Technically, United’s fiasco wasn’t even an issue of overbooking ― flight staff members needed to be able to sit. Still, thousands of customers lose their seats to overbooking every year, according to consumer reports.

Some, known as “voluntary” customers, take a deal with an airline and give up their seat in return for flight vouchers or cash. But others, known as “involuntary” customers, are simply kicked off the plane.

“But hey,” you might ask yourself, “why not just pick an airline that has a policy against overbooking in the first place?”

You’re clever to ask that, reader ― just not clever enough. There are numerous ways to lower your chances of being bumped to another flight, but even airlines with policies against overselling end up rescheduling a few customers.

JetBlue, for example, doesn’t overbook flights.

“JetBlue has a longstanding customer-friendly policy to not oversell flights and we remain committed to that policy,” spokeswoman Danielle Sanders told The Huffington Post on Tuesday.

You’d think such a policy would translate to fewer customers being asked to change their travel plans.

But according to the most recent Air Travel Consumer Report ― a monthly quality-control document released by the Department of Transportation ― JetBlue denies boarding to involuntary customers more than most other airlines. It denied boarding to 1,036 involuntary customers, out of a total 8.7 million customers, between October and December of 2016. That’s more than one customer for every 10,000.

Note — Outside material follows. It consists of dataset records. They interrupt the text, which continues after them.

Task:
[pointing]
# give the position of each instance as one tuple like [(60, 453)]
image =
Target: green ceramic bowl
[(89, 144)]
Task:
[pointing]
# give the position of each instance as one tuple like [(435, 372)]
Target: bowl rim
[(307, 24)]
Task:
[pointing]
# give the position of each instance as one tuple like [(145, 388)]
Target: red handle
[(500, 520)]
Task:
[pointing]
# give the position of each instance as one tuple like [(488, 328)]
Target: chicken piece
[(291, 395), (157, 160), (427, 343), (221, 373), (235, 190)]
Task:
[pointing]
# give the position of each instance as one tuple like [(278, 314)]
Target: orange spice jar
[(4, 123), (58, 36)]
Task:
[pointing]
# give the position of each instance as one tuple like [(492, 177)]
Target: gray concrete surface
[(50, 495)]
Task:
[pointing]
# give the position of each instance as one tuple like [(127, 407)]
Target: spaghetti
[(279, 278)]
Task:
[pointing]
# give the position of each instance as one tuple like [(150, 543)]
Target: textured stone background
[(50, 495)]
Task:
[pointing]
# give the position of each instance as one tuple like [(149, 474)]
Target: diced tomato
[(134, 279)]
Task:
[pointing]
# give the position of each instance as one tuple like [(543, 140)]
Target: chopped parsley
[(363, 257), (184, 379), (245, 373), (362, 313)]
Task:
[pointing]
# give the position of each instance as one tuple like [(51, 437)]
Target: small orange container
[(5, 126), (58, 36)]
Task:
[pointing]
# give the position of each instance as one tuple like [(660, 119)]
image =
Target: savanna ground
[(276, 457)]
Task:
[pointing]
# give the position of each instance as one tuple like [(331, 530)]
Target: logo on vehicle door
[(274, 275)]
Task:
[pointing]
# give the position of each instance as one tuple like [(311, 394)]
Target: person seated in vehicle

That may not sound like a lot, but that number puts JetBlue near the bottom of the pack. Ten other airlines had better numbers in denying involuntary passengers, and the only airline with worse numbers was ExpressJet.

To be fair, that number fluctuated wildly for JetBlue year-over-year. From October to December in 2015, it booted only 21 involuntary passengers of 8.1 million total customers.

JetBlue attributes the change to its growing fleet of A321 planes, which have dozens more seats than its typical A320 aircraft. Passengers were rebooked to the next available flight “to accommodate needs like unplanned maintenance” on the larger aircraft, Sanders said.

So what does that mean for you?

Basically, there’s no real way to guarantee you won’t be forced to take a later flight. If you are, however, make sure you ask for a lot of cash.